Questo mi insegna che bisogna essere sempre pronti, in fondo questa parte sua di invidia nei miei riguardi non è una cosa che posso fargli modificare, certo ieri forse con la stanchezza che avevo e il desiderio di godermi la festa forse più che sentirmi dire “Beh, c’hai pensato troppo a riprendere gli studi… andava fatto prima!” in questo caso il silenzio lo avrei apprezzato di più. Nel mio percorso di crescita sto cercando di conquistare il “muro di
gomma”, a volte sembra così irraggiungibile che ci si può scoraggiare, ma se ogni passo richiede uno sforzo e le pietre fanno parte del cammino la sfida è ancora aperta. Prendi l’arte e…

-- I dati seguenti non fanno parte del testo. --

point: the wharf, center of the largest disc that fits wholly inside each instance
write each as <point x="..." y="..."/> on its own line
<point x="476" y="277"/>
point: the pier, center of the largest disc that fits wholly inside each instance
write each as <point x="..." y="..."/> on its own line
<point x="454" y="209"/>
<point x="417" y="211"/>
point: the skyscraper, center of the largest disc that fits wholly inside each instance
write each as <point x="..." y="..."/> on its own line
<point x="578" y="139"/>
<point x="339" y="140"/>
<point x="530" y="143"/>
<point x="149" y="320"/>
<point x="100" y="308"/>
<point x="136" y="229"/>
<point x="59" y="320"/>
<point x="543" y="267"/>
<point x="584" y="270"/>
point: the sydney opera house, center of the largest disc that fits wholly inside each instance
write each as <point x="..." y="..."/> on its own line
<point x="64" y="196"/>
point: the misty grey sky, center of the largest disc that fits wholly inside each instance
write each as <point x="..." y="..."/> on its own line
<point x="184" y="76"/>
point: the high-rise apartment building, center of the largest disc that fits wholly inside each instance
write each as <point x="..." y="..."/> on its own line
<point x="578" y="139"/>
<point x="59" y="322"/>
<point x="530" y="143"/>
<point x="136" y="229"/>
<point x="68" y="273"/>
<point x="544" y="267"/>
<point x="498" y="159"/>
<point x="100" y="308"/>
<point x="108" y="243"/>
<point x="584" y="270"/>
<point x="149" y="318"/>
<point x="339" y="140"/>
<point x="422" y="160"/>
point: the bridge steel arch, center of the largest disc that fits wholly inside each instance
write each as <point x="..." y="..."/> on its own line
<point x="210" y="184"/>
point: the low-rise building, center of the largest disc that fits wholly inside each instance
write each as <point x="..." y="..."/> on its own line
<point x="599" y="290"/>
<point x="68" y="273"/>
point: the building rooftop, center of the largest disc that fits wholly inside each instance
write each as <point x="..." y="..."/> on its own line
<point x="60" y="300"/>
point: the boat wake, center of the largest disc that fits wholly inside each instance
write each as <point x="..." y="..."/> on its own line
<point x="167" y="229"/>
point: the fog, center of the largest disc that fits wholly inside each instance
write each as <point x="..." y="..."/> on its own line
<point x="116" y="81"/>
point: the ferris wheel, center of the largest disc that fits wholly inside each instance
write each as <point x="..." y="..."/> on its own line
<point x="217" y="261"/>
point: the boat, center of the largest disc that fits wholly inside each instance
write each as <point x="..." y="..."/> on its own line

Benedico questi ultimi mesi: l’immersione coi bambini, le giornate da studentessa, gli incontri casuali e transitori, i giorni interi a studiare, i mal di testa da ricovero, le pagine di diario da imbrattare prima di ogni esame, i sogni da incubo e i tragitti in macchina di andata e ritorno ad Urbino, tutto questo mi ha aiutata a restare attaccata al mio desiderio di progredire e di perseverare anche quando il buio è pesto e il dolore sembra la tua pelle.
Ringrazio chi in questo step mi è stato accanto, mi ha sostenuta e ha creduto in me, non è scontato e mi ritengo fortunata.
Oggi un po’ festeggio con la mia fetta di torta, magari senza ciliegina.